Much of the analysis and flow of information would be handled by a Secretariat-level Task Force on Children and Armed Conflict, working with a similar monitoring and reporting body in the field, as well as with the United Nations Children's Fund (UNICEF), United Nations country teams and relevant peacekeeping officials and civic groups. Mr. Otunnu stressed that the plan would also identify key bodies that might take action on the findings, within their respective mandates, including the Security Council, the General Assembly, the Commission on Human Rights, the International Criminal Court, as well as regional organizations or governments. “The information compiled and transmitted is only useful if it serves as a trigger for action”, he said.

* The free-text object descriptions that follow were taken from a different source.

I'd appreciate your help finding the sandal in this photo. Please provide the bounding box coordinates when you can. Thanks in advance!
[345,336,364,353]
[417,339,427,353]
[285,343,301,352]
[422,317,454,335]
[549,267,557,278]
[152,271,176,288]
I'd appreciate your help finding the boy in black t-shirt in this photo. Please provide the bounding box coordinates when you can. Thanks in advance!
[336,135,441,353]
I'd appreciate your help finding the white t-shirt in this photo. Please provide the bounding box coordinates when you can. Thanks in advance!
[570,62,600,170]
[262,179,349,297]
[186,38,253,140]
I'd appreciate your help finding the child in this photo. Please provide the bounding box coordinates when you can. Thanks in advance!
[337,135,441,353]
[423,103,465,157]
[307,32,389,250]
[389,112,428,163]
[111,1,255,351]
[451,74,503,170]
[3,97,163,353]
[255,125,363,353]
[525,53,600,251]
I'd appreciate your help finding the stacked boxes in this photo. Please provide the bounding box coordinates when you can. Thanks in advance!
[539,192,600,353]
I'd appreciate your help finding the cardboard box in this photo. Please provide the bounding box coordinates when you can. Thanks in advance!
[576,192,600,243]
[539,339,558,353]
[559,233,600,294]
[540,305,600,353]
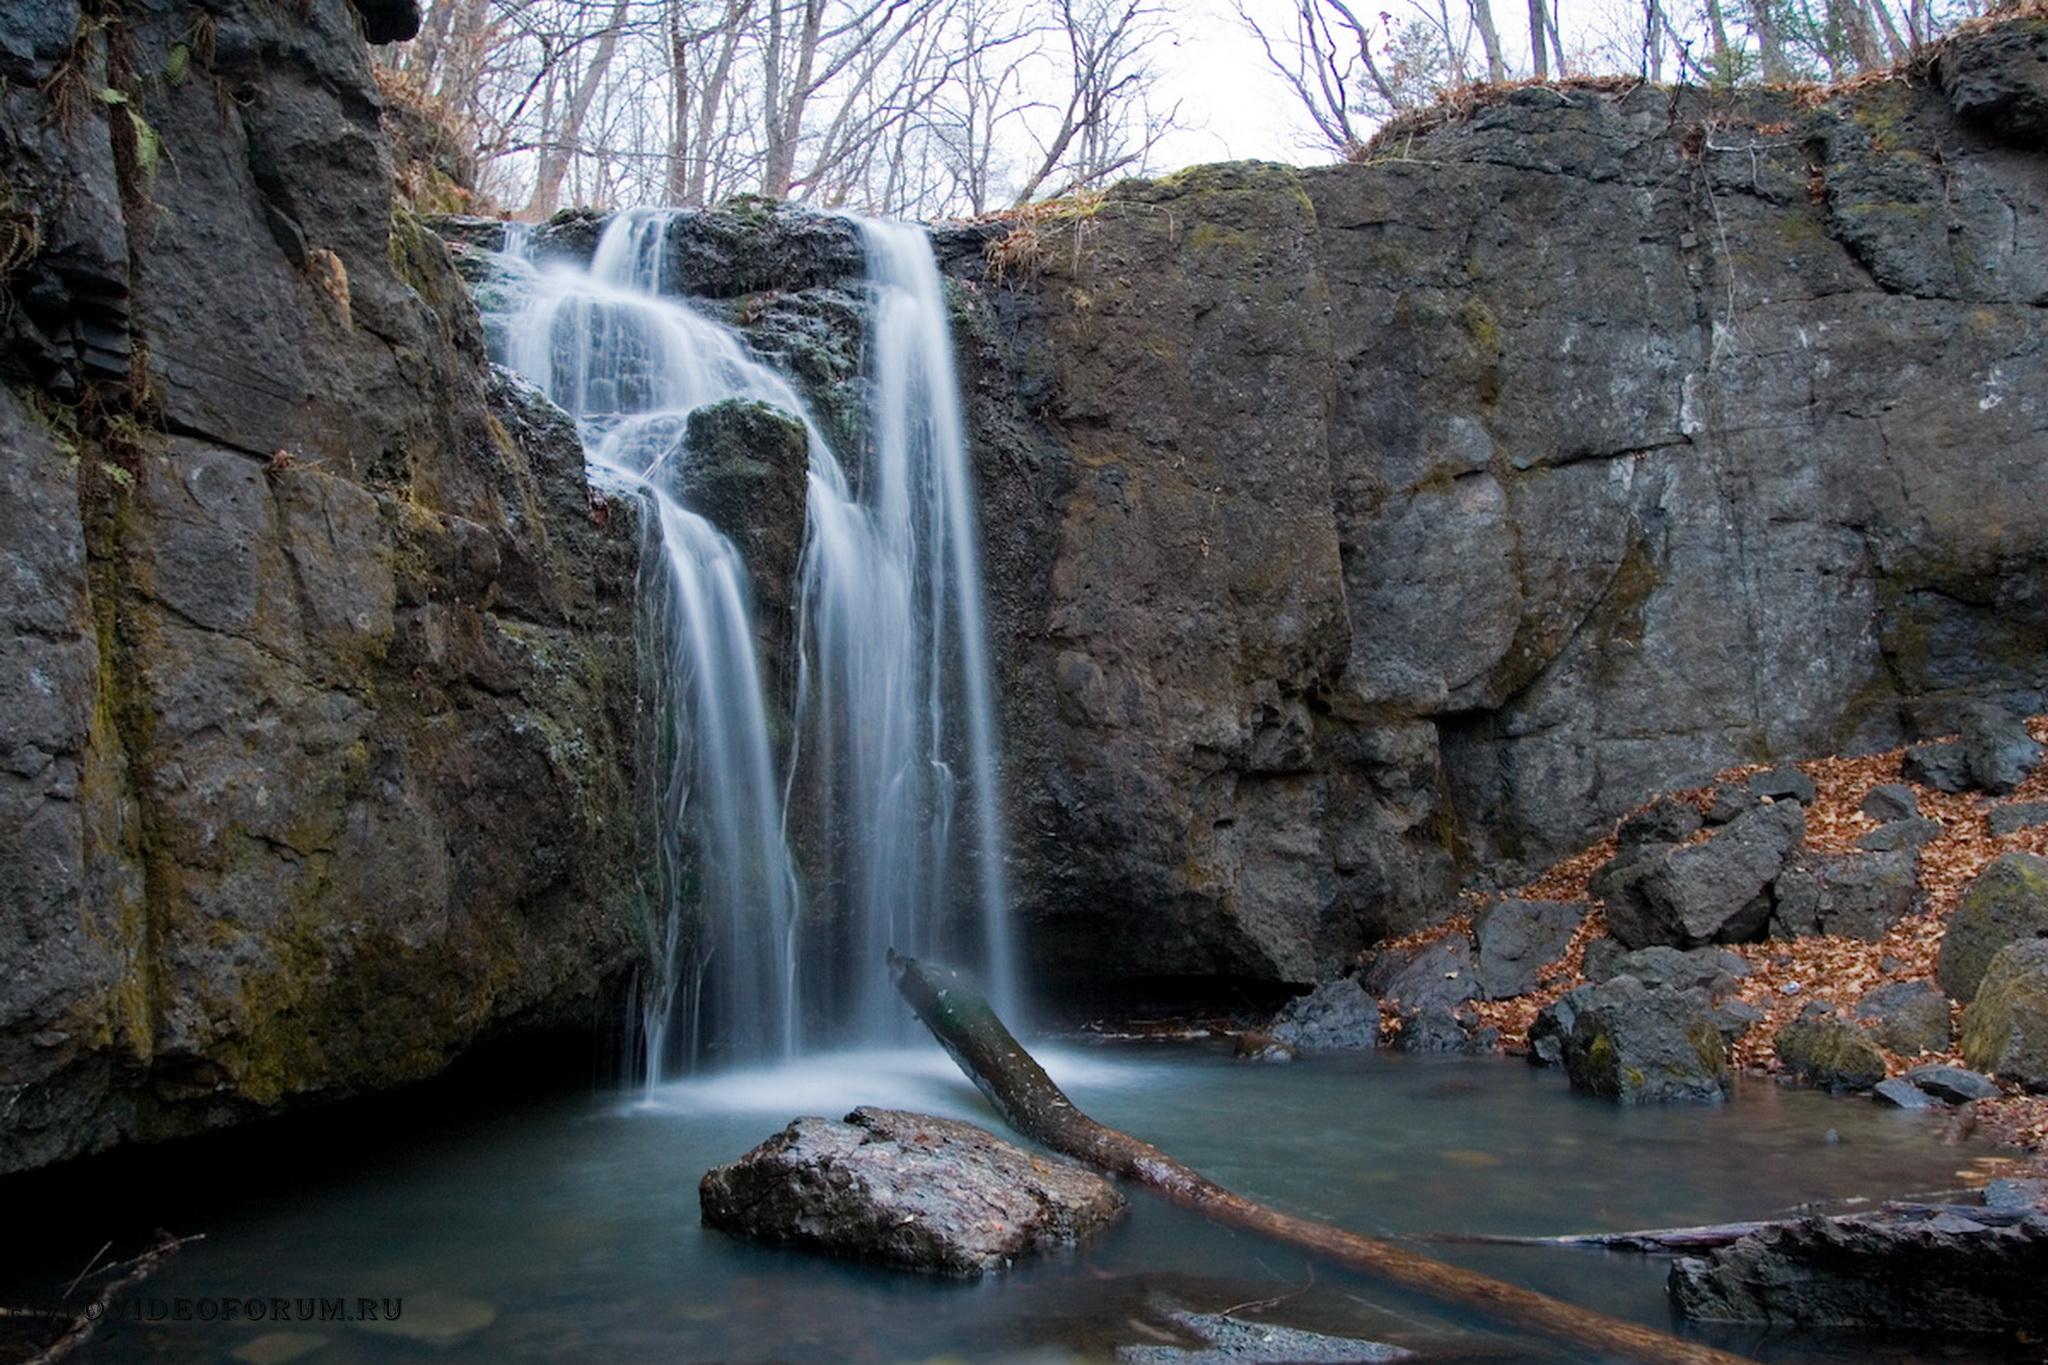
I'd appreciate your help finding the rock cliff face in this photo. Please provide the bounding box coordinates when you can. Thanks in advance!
[941,27,2048,994]
[0,0,643,1173]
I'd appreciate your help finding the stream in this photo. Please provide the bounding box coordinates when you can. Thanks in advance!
[6,1044,2011,1363]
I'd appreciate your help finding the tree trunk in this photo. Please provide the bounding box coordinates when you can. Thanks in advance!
[1528,0,1548,78]
[526,0,632,218]
[1748,0,1792,79]
[889,954,1754,1365]
[1469,0,1508,81]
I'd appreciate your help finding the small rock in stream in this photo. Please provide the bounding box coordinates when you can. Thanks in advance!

To this end, Mr. Otunnu told reporters that the report will recommend that the Security Council take targeted and concrete measures where insufficient or no progress had been made by parties named in annexed lists, including the imposition of travel restrictions on leaders and their exclusion from any governance structures and amnesty provisions, the imposition of arms embargoes, a ban on military assistance, and restrictions on the flow of financial resources to the parties concerned.
When asked how the plan could disrupt the flow of conflict-party resources, Mr. Otunnu said that most such parties had tentacles that extended beyond theatres of war into neighbouring countries or the wider international community. They also rapaciously exploited natural resources and depended on lobbies and friends in key capitals -- “They look for your good copy on them in the press”, he added.
But there were ways of targeting bank accounts and flows of resources and, since this was not the first time such an exercise had been attempted, there was a body of experience out there. Still, such an option could not be effective without broad cooperation between national and international organizations.
Asked about the current plight of war-affected children, he said that within the last two years, the numbers had slightly decreased from some 350,000 to some 300,000. That was chiefly due to either political transition or lessening of tensions in Angola, Sierra Leone, and southern Sudan, among others. He hoped that the fragile accords in those regions could be transformed into a definitive and lasting peace with no relapse.
Mr. Otunnu saw the proposed monitoring system as a way to compel warring parties to observe their obligations with regard to children and armed conflict, particularly in such cases as Sri Lanka, where there was currently no fighting, but no peace either, and it had been reported that the separatist “Tamil Tigers” continued to recruit children. He said that his Office was also closely monitoring the current situation in Nepal, which was having a grave impact on the children there. The Maoist rebel group operating in the west of that country had been listed in the new report for child recruitment and attacks on schools.
He reiterated that abuses, by both factions and governments, would be monitored and reported. For instance, the Sudanese Janjaweed militia, accused of widespread atrocities against local African tribes in Darfur, had not been on the list last year, but had been added to the annex of the new report. And while he would leave the issue of whether or not that faction was backed by the Sudanese Government to his colleagues in political affairs, he could affirm that the rebels had been identified in the killing and maiming of children, as well as in attacks on schools.
Finally, he said that the report would also express grave concern about one of the most “disturbing and grave” incidents of abuse and exploitation of women and children: the allegations of sexual misconduct by United Nations peacekeepers in the mission in the Democratic Republic of the Congo. That such activities could be occurring “in our own house” was most alarming and required immediate action. The United Nations was welcomed into war-torn communities as an end to impunity, and the idea that personnel would use that entrée to take advantage of local women and children was particularly troubling.